O buraco da Madeira, as ocultações desse buraco financeiro e a conduta do homem que governa a região desde 1978 têm efeitos na própria democracia, efeitos esses que merecem ser estudados, talvez até mais pela sociologia e pela ciência politica.
O que é um facto incontestável é que políticos daquela natureza não têm efeitos benéficos na democracia, na crença dos cidadãos nos seus representantes.
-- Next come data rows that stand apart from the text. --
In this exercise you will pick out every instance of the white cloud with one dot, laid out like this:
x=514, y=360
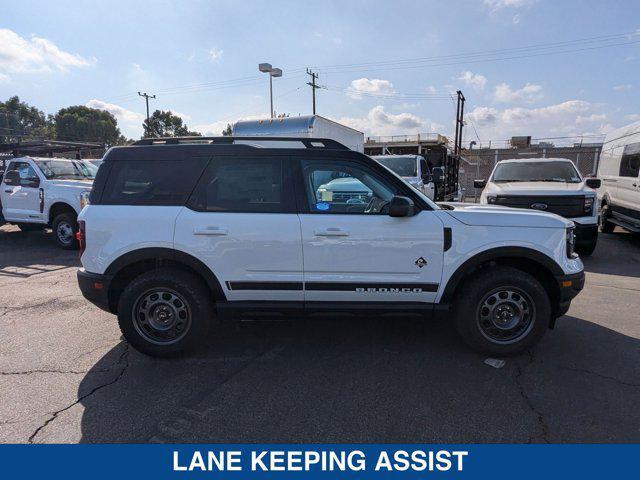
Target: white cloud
x=373, y=86
x=474, y=80
x=37, y=54
x=573, y=117
x=117, y=111
x=529, y=93
x=214, y=129
x=379, y=122
x=215, y=54
x=594, y=117
x=499, y=4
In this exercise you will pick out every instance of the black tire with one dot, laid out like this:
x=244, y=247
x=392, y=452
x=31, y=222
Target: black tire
x=586, y=249
x=605, y=225
x=65, y=227
x=481, y=332
x=156, y=327
x=30, y=227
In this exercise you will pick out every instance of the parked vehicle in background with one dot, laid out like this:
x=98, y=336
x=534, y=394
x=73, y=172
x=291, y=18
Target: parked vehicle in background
x=40, y=192
x=619, y=169
x=551, y=185
x=304, y=126
x=413, y=169
x=179, y=232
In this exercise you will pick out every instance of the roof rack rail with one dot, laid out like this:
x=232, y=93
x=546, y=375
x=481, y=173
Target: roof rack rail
x=325, y=143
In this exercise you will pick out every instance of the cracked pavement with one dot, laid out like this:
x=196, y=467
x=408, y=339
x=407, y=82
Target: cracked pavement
x=67, y=376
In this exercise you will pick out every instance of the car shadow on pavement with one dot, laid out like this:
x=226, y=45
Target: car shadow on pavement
x=393, y=380
x=610, y=249
x=25, y=254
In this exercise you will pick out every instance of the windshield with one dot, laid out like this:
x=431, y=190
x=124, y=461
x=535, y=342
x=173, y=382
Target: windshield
x=403, y=166
x=536, y=171
x=67, y=169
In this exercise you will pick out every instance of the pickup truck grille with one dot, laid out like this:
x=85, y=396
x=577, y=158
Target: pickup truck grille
x=566, y=205
x=342, y=197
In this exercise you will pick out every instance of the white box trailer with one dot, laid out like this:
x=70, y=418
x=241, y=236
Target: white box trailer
x=306, y=126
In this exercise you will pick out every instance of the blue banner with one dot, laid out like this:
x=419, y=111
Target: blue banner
x=496, y=462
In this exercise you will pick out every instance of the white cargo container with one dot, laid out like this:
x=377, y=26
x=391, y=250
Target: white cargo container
x=306, y=126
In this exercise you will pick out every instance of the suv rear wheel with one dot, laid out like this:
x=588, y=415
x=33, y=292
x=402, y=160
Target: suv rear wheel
x=164, y=312
x=502, y=311
x=65, y=227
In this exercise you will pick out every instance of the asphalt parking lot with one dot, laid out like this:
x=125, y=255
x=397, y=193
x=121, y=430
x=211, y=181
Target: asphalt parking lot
x=67, y=376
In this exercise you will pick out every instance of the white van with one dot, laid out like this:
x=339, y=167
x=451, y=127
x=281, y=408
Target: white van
x=413, y=169
x=619, y=169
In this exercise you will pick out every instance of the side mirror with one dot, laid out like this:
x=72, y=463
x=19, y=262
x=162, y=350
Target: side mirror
x=401, y=207
x=593, y=183
x=12, y=177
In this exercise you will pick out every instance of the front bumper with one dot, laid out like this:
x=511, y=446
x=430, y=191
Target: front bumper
x=95, y=288
x=570, y=286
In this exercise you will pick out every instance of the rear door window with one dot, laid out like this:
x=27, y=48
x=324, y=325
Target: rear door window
x=630, y=163
x=152, y=182
x=245, y=184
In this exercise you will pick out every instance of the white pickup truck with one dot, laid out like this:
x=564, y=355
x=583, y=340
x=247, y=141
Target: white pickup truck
x=551, y=185
x=40, y=192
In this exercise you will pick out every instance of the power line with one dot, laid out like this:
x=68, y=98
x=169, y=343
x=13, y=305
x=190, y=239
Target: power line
x=514, y=53
x=313, y=86
x=146, y=99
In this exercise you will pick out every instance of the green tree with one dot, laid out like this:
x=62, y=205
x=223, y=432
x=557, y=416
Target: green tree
x=166, y=124
x=84, y=124
x=21, y=121
x=228, y=131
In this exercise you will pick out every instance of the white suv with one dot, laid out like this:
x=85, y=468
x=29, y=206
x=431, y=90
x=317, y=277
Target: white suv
x=179, y=232
x=39, y=192
x=551, y=185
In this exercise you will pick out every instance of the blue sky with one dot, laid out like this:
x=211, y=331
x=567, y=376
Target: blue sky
x=387, y=67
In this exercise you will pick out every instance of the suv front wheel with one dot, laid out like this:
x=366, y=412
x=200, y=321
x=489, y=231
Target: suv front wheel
x=164, y=312
x=502, y=311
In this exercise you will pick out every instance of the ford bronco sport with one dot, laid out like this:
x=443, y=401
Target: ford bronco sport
x=182, y=231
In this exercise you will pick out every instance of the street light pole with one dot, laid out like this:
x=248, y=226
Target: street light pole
x=147, y=97
x=271, y=93
x=273, y=72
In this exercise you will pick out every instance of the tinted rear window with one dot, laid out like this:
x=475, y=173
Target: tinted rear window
x=239, y=184
x=151, y=182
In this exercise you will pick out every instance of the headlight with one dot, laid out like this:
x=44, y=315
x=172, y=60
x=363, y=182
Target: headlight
x=588, y=205
x=84, y=199
x=571, y=242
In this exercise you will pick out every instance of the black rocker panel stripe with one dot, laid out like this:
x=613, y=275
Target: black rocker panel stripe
x=336, y=286
x=375, y=287
x=264, y=285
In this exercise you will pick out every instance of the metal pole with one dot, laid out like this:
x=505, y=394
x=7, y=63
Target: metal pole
x=313, y=86
x=271, y=92
x=146, y=98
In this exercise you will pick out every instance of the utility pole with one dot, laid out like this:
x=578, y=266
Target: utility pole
x=457, y=149
x=146, y=98
x=313, y=86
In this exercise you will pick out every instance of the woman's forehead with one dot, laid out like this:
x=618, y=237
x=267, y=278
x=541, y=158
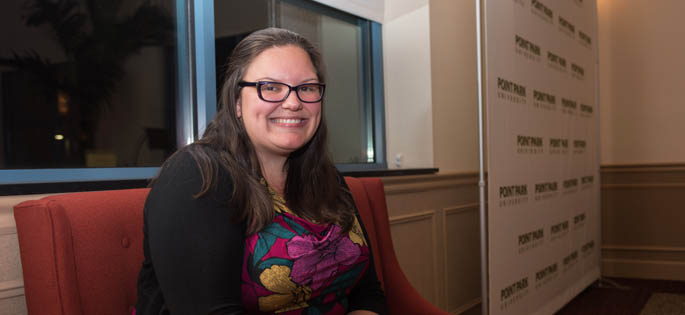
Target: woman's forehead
x=282, y=62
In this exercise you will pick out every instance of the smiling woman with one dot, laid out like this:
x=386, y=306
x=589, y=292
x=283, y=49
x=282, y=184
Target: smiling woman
x=254, y=217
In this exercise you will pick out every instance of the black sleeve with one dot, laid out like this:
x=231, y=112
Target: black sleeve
x=195, y=245
x=367, y=293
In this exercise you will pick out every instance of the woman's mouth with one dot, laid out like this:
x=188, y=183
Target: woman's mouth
x=288, y=121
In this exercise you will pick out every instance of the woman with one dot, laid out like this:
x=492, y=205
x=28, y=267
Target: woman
x=253, y=217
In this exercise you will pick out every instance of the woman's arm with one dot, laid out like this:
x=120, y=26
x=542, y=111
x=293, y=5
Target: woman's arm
x=195, y=247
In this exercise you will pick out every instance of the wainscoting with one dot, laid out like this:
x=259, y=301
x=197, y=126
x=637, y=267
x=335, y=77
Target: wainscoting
x=643, y=221
x=434, y=221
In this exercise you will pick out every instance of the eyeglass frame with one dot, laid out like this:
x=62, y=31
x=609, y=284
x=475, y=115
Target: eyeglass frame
x=258, y=85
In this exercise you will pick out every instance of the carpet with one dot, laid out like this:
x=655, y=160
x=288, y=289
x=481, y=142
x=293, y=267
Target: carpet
x=664, y=304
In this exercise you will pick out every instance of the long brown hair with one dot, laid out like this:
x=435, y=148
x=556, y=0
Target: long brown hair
x=312, y=188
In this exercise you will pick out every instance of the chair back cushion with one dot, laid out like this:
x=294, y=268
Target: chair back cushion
x=81, y=252
x=366, y=212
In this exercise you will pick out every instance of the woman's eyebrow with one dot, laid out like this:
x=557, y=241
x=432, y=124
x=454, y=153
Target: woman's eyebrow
x=275, y=80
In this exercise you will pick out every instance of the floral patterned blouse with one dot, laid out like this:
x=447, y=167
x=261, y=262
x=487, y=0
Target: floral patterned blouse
x=197, y=259
x=294, y=266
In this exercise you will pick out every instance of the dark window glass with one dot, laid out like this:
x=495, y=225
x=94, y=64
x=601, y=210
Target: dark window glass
x=87, y=83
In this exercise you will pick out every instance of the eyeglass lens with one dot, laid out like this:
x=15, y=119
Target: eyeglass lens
x=276, y=92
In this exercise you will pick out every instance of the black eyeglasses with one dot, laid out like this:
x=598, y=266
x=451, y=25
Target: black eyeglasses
x=275, y=92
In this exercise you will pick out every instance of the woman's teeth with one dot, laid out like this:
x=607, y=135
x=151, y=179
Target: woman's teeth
x=287, y=121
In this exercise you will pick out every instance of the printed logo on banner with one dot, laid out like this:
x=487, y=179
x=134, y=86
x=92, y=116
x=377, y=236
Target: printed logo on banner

Dito por outras palavras, aquela forma de fazer política contra o continente, ameaçando, declarando inimigos e cerceando liberdades é nefasta para a consolidação democrática que assenta na liberdade de expressão, no respeito pelo adversário político e na coesão.
O efeito Jardim nasce de alguém que procura a todo o custo permanecer no poder, alguém que criou na região um feudo pessoal, alguém que desrespeita tudo e todos em nome de uma pretensa superioridade que mais não é do que demagogia barata.
Esta forma de fazer política contribui inexoravelmente para o enfraquecimento do Estado democrático e, em bom rigor, esta forma de fazer política só subsiste graças à conivência de quem tem o poder de escolher os seus representantes.
O efeito Jardim é mais um elemento deprimente num país que procura desalmadamente tapar buracos, aplicando de bom grado uma ideologia caduca, enquanto espera por dias melhores.